The long term data archive at TACC, Ranch, was able to rapidly provide enhanced bandwidth, a dedicated server for data transfer including a large dedicated file system, and tape storage providing redundant copies of the data as it moved onto tape. These resources were provided within days of the initial request.
TACC was able to rapidly respond to an urgent request from Arecibo for a redundant, permanent archive of its data using the 142 petabyte Ranch archiving system without impacting any current or future planned use of the system.
“I am thrilled that UT Austin will become the home of the data repository for one of the most important telescopes of the past half-century,” said astronomer Dan Jaffe, Vice President for Research at The University of Texas at Austin.
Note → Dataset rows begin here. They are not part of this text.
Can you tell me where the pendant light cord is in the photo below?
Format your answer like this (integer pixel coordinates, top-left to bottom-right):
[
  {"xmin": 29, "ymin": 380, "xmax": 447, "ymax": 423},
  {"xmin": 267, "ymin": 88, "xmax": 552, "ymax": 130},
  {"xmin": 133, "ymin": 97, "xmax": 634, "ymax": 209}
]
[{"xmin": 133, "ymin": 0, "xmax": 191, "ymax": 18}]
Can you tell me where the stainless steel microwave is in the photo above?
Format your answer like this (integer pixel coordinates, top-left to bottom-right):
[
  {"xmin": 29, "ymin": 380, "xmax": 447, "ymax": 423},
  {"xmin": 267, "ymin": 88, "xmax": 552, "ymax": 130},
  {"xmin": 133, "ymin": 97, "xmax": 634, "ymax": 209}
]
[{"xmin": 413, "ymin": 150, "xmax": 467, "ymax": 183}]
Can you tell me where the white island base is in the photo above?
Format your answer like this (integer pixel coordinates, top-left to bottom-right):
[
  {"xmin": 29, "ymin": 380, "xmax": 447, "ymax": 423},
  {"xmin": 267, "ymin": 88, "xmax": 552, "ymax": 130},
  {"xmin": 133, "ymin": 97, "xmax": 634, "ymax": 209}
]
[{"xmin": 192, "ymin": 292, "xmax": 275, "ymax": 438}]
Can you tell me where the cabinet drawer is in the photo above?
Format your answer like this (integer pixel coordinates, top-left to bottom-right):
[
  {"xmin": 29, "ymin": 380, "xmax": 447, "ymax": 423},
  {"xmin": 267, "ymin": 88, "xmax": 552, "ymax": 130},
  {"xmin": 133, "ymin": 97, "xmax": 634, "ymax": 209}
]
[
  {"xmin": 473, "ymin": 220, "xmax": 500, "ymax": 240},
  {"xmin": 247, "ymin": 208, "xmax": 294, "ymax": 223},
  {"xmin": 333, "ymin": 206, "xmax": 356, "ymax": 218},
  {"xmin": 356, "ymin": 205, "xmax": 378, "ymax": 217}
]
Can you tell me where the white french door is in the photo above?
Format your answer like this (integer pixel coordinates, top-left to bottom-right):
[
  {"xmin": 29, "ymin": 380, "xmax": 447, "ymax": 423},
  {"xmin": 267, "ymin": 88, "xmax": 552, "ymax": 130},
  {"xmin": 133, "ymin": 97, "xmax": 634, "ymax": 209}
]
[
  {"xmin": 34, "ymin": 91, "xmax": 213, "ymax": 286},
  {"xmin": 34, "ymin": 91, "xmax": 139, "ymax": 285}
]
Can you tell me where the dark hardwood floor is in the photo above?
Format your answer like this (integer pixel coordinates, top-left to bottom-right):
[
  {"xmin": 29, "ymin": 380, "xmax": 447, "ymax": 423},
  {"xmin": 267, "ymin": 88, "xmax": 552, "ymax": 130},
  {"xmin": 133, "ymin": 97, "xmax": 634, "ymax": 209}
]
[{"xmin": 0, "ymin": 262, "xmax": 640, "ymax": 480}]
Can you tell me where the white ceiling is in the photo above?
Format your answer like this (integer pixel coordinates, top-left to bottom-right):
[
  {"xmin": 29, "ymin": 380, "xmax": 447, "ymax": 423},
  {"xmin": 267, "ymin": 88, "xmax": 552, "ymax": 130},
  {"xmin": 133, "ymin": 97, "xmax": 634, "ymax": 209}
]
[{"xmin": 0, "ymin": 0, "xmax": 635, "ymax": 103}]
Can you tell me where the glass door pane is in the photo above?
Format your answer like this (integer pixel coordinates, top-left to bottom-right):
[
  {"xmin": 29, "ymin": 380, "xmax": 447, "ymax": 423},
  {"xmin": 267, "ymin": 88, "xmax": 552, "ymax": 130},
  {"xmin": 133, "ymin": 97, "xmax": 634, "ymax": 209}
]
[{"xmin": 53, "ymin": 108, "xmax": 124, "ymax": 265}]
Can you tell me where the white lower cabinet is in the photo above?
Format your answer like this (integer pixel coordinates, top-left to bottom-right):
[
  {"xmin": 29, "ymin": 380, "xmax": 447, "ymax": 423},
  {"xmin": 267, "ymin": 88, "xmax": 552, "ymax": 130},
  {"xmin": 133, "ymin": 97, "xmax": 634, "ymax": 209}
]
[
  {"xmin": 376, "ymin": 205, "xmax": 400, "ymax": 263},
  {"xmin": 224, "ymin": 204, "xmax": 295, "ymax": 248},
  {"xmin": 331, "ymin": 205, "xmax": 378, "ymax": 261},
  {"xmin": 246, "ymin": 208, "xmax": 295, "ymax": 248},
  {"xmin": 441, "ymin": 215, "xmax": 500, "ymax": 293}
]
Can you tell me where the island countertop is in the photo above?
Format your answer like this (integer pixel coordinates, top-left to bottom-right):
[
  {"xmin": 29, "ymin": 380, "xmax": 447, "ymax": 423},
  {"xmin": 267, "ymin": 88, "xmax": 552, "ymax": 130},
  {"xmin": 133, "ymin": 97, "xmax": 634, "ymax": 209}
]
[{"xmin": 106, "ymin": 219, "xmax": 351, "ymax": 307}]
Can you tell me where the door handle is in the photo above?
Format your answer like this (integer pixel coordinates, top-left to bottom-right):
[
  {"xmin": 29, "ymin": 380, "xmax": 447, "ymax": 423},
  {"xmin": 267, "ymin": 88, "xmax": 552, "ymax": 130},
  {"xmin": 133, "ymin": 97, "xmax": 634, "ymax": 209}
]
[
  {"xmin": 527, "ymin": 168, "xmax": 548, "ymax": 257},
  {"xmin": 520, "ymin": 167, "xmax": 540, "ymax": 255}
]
“Arecibo made important contributions across many fields — studies of planets, setting the scale for the expansion of the universe, understanding the clouds from which stars form, to name a few. Preserving these data and making them available for further study will allow Arecibo’s legacy to have an ongoing impact on my field,” said Jaffe.
The data storage is part of the ongoing efforts at Arecibo Observatory to clean up debris from the telescope’s 900-ton instrument platform and reopen remaining infrastructure. Arecibo’s data includes information from thousands of observing sessions, equivalent to watching 120 years of HD video. The data were collected from Arecibo’s 1,000 foot (305 meter) fixed spherical radio/radar telescope.
To get from Arecibo to Austin, the data were copied to storage devices and driven to the University of Puerto Rico at Mayaguez for upload. This ensures that the research community continues to access and execute research on the existing data. This data migration is done in coordination with Arecibo’s IT department, led by Arun Venkataraman.
Once the data drives reached the university, Arecibo’s IT department worked with Globus and the University of Chicago to get data integrity software installed that could stage the next leg of its transfer. Then the data travelled over the AMPATH Internet exchange point that connects the University of Puerto Rico to Miami, Florida. It finally used Internet2 and the LEARN network in Texas to get to TACC in Austin.
“The data is priceless,” emphasized Julio Alvarado, Big Data Program Manager at Arecibo.
As of November of 2021, data are still being transferred and work continues at TACC to create the infrastructure needed to simplify finding data for future discoveries. “While some of the data led to major discoveries over the years, there are reams of data that have yet to be analyzed and could very likely yield more discoveries. Arecibo’s plan is to work with TACC to provide researchers access to the data and the tools necessary to easily retrieve data to continue the science mission at Arecibo,” Alvarado said.